The Transformer model is based on a mechanism, referred to as self-attention, that directly models the relationships between words in a sentence, regardless of their respective positions in the sentence.

Encoder: The left part of the diagram represents the encoder, which processes the input data. The input sequence is processed through multiple layers of multi-head attention and feed-forward networks, with each of these layers followed by the residual connection and linear normalization steps.
–
Embeddings: The numerical representations of words, phrases, or other types of data. In the case of LLMs, they represent words or tokens. Each word or token is mapped to a vector of real numbers that captures semantic and syntactic information about the word. The words with similar meanings or used in similar contexts will have similar vector representations.
*
Input Sequence Embedding: Input tokens’ conversion into vectors of a fixed dimension.
–
Positional Encoding: Adds information about the positional order of the respective words of the sequence.
–
Multi-Head Attention: Applies self-attention multiple times in parallel to capture different aspects of the data. This allows joint attention to information from different representation subspaces, referred to as heads, at different positions. Using multiple heads, the model captures different types of dependencies from different representational spaces. For example, one head might learn to pay attention to syntactic dependencies, while another might learn semantic dependencies. The mathematical representation of this is as follows. Let us we denote the linear transformations that produce the queries, keys, and values for head i with $W_{i}^{Q}$ , $W_{i}^{K}$ , $W_{i}^{V}$ , respectively, and the output linear transformation with $W^{O}$ . Then, the multi-head attention operation MultiHead can be defined as

$MultiHead (Q, K, V) = Concat ({head}_{1}, \dots, {head}_{h}) W^{O},$

where each head ${head}_{i}$ is computed as

${head}_{i} = Attention (Q W_{i}^{Q}, K W_{i}^{K}, V W_{i}^{V})$

and Attention is the scaled dot-product attention function:

$Attention (Q, K, V) = softmax (\frac{Q K^{T}}{\sqrt{d_{k}}}) V .$

Here, $d_{k}$ is the dimensionality of the key vectors, while the division by $\sqrt{d_{k}}$ is the scaling factor.
Q, K, V: The input to the multi-head attention layer is first linearly transformed into three different sets of vectors: queries (Q), keys (K), and values (V). This is done for each attention head using different, learned linear projections.
Scaled dot-product attention: For each head, the scaled dot-product attention is independently calculated. The dot product is computed between each query and all keys, which results in a score that represents how much focus to place on other parts of the input for each word. These scores are scaled down by the dimensionality of the keys (typically the square root of the key dimension) to stabilize the gradients during training. A softmax function is applied to the scaled scores to obtain the weights on the values.
Attention output: The softmax weights are then used to create a weighted sum of the value vectors. This results in an output vector for each head that is a combination of the input values, weighted by their relevance to each query.
Concatenation: The output vectors from all heads are concatenated. Since each head may learn to attend to different features, concatenating them combines the different learned representation subspaces.
Linear transformation: The concatenated output undergoes a linear transformation to produce the final product of the multi-head attention layer.
Feed-forward network: A fully connected feed-forward network is applied to each position separately and identically.
Residual connection and linear normalization: Applies residual connections and layer normalization.
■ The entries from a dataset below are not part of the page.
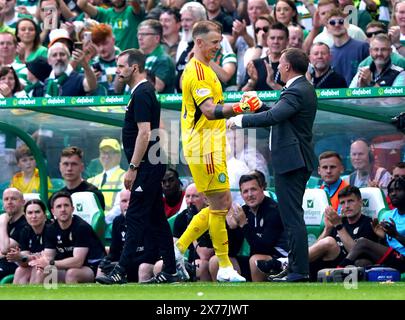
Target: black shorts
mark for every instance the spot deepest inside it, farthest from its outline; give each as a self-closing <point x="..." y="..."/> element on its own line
<point x="393" y="259"/>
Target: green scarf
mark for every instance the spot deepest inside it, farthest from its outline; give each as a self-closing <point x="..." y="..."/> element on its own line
<point x="53" y="86"/>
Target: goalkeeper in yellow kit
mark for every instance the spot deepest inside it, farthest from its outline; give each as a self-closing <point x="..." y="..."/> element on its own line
<point x="204" y="143"/>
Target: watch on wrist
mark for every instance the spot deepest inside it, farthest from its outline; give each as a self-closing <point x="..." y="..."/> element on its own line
<point x="133" y="167"/>
<point x="339" y="227"/>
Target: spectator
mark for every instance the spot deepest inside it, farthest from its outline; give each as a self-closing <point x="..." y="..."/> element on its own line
<point x="391" y="229"/>
<point x="374" y="28"/>
<point x="224" y="62"/>
<point x="38" y="71"/>
<point x="11" y="226"/>
<point x="49" y="19"/>
<point x="261" y="224"/>
<point x="263" y="74"/>
<point x="381" y="72"/>
<point x="61" y="35"/>
<point x="28" y="41"/>
<point x="170" y="20"/>
<point x="296" y="36"/>
<point x="10" y="85"/>
<point x="399" y="170"/>
<point x="339" y="235"/>
<point x="71" y="167"/>
<point x="319" y="32"/>
<point x="347" y="52"/>
<point x="141" y="271"/>
<point x="8" y="55"/>
<point x="150" y="34"/>
<point x="31" y="242"/>
<point x="172" y="192"/>
<point x="71" y="245"/>
<point x="27" y="180"/>
<point x="63" y="80"/>
<point x="122" y="16"/>
<point x="322" y="75"/>
<point x="330" y="168"/>
<point x="261" y="32"/>
<point x="365" y="173"/>
<point x="397" y="28"/>
<point x="216" y="13"/>
<point x="243" y="34"/>
<point x="285" y="12"/>
<point x="112" y="176"/>
<point x="105" y="62"/>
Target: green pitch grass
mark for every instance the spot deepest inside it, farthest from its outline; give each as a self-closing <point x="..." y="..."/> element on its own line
<point x="209" y="291"/>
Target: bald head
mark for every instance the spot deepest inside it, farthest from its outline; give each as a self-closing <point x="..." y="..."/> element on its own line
<point x="13" y="201"/>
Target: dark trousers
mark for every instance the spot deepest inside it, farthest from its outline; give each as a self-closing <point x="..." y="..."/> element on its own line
<point x="290" y="188"/>
<point x="147" y="226"/>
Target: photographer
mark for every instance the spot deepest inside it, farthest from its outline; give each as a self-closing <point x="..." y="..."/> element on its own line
<point x="391" y="229"/>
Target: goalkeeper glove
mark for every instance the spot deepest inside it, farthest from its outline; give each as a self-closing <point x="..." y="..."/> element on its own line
<point x="250" y="105"/>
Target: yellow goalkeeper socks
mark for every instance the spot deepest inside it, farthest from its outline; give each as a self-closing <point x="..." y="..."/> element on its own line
<point x="197" y="226"/>
<point x="219" y="236"/>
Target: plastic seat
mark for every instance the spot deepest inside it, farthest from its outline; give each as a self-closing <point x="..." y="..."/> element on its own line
<point x="374" y="202"/>
<point x="87" y="206"/>
<point x="314" y="204"/>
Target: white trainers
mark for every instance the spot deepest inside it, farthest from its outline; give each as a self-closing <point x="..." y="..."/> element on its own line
<point x="229" y="274"/>
<point x="180" y="266"/>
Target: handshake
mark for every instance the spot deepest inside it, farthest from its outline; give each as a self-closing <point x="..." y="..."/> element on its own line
<point x="250" y="102"/>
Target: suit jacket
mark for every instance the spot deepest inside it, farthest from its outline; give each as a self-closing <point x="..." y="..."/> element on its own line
<point x="292" y="118"/>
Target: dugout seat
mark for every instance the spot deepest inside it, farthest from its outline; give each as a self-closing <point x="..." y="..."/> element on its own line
<point x="374" y="202"/>
<point x="314" y="203"/>
<point x="87" y="206"/>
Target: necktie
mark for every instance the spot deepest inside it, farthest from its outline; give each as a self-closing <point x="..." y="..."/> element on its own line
<point x="104" y="179"/>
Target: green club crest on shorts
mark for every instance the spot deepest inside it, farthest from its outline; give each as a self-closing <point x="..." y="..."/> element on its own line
<point x="222" y="177"/>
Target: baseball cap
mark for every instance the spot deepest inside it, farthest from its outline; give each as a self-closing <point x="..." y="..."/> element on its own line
<point x="112" y="143"/>
<point x="61" y="35"/>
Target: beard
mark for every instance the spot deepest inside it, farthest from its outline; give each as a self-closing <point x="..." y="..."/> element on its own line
<point x="59" y="68"/>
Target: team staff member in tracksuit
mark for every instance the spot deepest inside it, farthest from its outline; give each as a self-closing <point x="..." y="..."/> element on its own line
<point x="145" y="213"/>
<point x="261" y="224"/>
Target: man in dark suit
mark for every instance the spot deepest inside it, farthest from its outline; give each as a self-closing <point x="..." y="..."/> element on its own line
<point x="291" y="118"/>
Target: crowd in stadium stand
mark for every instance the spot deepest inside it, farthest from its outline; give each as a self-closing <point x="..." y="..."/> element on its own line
<point x="69" y="48"/>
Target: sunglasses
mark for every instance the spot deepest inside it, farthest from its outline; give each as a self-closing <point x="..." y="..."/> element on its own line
<point x="334" y="22"/>
<point x="370" y="34"/>
<point x="265" y="29"/>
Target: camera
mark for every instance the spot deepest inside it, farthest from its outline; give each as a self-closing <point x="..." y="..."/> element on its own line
<point x="96" y="66"/>
<point x="78" y="45"/>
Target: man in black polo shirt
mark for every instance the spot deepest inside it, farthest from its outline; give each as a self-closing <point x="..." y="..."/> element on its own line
<point x="12" y="223"/>
<point x="145" y="213"/>
<point x="71" y="245"/>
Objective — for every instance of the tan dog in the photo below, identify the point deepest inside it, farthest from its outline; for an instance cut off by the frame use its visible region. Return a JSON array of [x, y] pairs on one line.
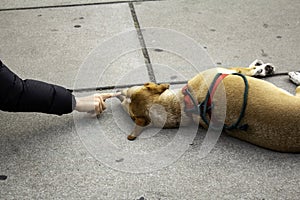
[[271, 117]]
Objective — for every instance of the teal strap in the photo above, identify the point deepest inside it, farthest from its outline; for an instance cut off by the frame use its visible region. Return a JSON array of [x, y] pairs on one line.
[[204, 109]]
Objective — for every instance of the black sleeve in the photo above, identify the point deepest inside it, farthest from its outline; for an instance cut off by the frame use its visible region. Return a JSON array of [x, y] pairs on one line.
[[17, 95]]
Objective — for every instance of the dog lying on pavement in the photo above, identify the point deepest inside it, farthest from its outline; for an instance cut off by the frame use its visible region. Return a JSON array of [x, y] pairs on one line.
[[256, 110]]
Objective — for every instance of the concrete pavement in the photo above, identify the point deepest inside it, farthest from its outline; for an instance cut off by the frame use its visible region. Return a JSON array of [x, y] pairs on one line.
[[103, 43]]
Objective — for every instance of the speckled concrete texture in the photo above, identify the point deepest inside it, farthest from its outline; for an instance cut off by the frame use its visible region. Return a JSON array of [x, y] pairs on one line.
[[47, 157]]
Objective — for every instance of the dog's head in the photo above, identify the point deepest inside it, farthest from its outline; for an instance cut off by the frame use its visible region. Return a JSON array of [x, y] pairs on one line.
[[137, 101]]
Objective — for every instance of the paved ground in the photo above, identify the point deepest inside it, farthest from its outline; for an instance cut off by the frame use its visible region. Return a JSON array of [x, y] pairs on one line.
[[50, 157]]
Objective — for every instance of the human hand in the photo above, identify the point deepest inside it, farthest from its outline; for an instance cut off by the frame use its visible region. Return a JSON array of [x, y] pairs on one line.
[[94, 104]]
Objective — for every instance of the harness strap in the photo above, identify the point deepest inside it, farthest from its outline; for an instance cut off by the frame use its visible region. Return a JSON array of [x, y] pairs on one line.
[[206, 106]]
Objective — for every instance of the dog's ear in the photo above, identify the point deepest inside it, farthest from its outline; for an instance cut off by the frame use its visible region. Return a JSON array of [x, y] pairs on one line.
[[157, 88]]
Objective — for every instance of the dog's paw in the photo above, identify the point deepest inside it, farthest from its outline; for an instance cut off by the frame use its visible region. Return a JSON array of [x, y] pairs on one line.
[[262, 69], [295, 77]]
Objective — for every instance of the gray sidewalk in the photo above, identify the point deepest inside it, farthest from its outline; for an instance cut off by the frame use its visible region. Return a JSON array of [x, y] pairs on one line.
[[47, 157]]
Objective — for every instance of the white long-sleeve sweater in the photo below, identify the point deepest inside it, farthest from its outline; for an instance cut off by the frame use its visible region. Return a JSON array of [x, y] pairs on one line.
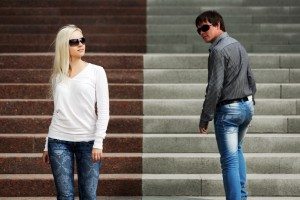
[[74, 117]]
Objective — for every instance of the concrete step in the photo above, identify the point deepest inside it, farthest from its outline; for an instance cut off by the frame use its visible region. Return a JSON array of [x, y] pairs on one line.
[[29, 185], [209, 163], [40, 124], [192, 107], [88, 29], [165, 184], [189, 124], [211, 185], [155, 198], [44, 60], [40, 91], [179, 3], [152, 124], [200, 75], [67, 11], [196, 143], [34, 143], [74, 3], [45, 107], [175, 163], [78, 20], [151, 75], [112, 163], [197, 91], [199, 61], [43, 75], [225, 10], [201, 198]]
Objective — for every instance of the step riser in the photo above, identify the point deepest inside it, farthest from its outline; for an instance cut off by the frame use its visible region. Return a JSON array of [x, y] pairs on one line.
[[44, 61], [211, 187], [148, 61], [43, 76], [41, 125], [197, 91], [184, 165], [193, 107], [198, 144], [29, 144], [194, 61], [200, 76], [150, 107], [264, 124], [41, 91], [34, 165], [46, 107], [106, 187]]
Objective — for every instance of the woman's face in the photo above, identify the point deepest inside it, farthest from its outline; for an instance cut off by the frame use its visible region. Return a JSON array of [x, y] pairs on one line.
[[77, 45]]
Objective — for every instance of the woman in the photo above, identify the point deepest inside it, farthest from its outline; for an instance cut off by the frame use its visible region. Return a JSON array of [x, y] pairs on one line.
[[76, 131]]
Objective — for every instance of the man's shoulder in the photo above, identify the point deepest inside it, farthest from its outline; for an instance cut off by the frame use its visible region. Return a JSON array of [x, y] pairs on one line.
[[225, 43]]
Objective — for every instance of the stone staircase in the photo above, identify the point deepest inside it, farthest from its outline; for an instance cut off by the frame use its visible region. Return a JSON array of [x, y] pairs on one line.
[[261, 26], [179, 161], [152, 150]]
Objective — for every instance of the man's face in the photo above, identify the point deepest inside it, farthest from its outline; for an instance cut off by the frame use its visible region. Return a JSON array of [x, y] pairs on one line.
[[208, 32]]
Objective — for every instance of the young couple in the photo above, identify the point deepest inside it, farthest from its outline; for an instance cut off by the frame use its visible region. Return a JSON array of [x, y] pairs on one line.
[[77, 132]]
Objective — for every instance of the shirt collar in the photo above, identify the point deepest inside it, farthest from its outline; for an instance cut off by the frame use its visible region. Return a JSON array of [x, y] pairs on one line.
[[212, 46]]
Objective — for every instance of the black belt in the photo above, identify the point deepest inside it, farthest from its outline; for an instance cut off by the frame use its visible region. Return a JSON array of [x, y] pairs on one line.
[[225, 102]]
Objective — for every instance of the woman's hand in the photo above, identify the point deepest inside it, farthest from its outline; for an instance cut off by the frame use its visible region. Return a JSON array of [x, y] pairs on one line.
[[96, 155], [45, 157]]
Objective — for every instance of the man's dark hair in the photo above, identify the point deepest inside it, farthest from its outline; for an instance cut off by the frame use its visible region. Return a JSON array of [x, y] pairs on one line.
[[212, 17]]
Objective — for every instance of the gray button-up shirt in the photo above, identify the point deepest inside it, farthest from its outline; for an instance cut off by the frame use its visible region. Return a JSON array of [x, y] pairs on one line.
[[229, 75]]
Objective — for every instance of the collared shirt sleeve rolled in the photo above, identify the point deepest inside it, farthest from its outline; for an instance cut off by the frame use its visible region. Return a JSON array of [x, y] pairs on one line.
[[214, 87]]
Decoder: The right part of the diagram represents the decoder that generates the output.
–
Target sequence embedding: Converts target tokens into vectors and shifts them to the right.
–
Masked multi-head attention: Prevents positions from attending to subsequent positions during training.
–
Encoder–decoder attention mechanism: Attends to the encoder’s output and the decoder’s input. The keys (K) and values (V) come from the output of the encoder. The similarity between the queries and keys is calculated. This involves taking the dot product of the queries with the keys, scaling it (usually by dividing by the square root of the dimension of the key vectors), and then applying a softmax function to obtain the weights for the values.
–
Feed-forward network: Following the attention mechanisms, there is a feed-forward network. It consists of two linear transformations with a ReLU activation in between.
–
Residual connection and linear normalization: Applies residual connections and layer normalization.
–
Linear transformation before softmax: In the final layer of the decoder, the Transformer model applies a linear transformation to the output of the previous layer. This linear transformation, typically a fully connected neural network layer (often referred to as a dense layer), projects the decoder’s output to a space whose dimensionality is equal to the size of the vocabulary.
–
Softmax function: After this linear transformation, a softmax function is applied to these projected values, which creates a probability distribution over the vocabulary based on the positional attributes.
–
Token selection: The probability distribution for each potential token is analyzed considering the context of the sequence. This analysis determines which tokens are most likely to be the appropriate next elements in the sequence. The token selection can be done using various strategies like greedy decoding, sampling, or beam search.
–
Token generation: Based on this probability distribution, tokens are generated as the output for each position in the sequence.
–
Sequence construction: The selected tokens are combined to form the output text sequence. This can involve converting sub-word tokens back into words and dealing with special tokens such as those that represent the start and end of a sentence.
–
Post-processing: Post-processing is performed, based on syntactical, grammatical, and language rules.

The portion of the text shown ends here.